How do I efficiently transform a nested structure of equal-sized numpy object arrays into a single n-CodePudding

Through a Spark pipeline I am retrieving a matrix (ArrayType(ArrayType(FloatType()))) and using the .toPandas() for retrieving the data for in-memory analysis.

from pyspark.sql.types import ArrayType, FloatType
from pyspark.sql.functions import from_json

schema = ArrayType(ArrayType(FloatType()))
sdf = sdf.withColumn("my_data", from_json("my_column", schema))
pdf = sdf.select("my_data").toPandas()

The dataframe contains N rows, and each entry of my_data contains a matrix of shape (M, D). I would like to end up with a numpy array that is shape (N, M, D) and dtype float.

The issue is that .toPandas() converts arrays into numpy arrays with dtype object, so I end up with a nested structure of each element in the pandas dataframe on column my_data has shape (M, ) dtype object, with each child element therein having shape (D, ) and dtype float.

(I guess the reasoning behind this design choice is that there is no inherent guarantee that the inner lists have same length, but in my case I know they do.)

One naive solution would be to create a nested .tolist() and then np.array(), but this seems so inefficient (and does not generalise well to deeper structures):

my_data = np.array([
  [inner.tolist() for inner in row]
    for row in pdf["my_data"]
])

There must be a better way?
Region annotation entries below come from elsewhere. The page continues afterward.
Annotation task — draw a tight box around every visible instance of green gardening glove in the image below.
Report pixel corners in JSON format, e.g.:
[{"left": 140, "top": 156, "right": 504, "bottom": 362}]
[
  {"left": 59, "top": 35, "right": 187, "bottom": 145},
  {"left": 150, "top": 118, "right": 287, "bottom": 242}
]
Is there anything in the numpy API I'm missing?

Update 1: Some debug info

my_data = pdf["my_data"]
example = my_data[0] # first row

print(type(example)) # <class 'numpy.ndarray'>
print(example.shape) # (15,)
print(example.dtype) # object

element = example[0]
print(type(element)) # <class 'numpy.ndarray'>
print(element.shape) # (17,)
print(element.dtype) # float32

example.astype(float)

---------------------------------------------------------------------------
TypeError                                 Traceback (most recent call last)
TypeError: only size-1 arrays can be converted to Python scalars

The above exception was the direct cause of the following exception:

ValueError                                Traceback (most recent call last)
analysis.ipynb Cell 20 in <cell line: 1>()
----> 1 example.astype(float)

ValueError: setting an array element with a sequence.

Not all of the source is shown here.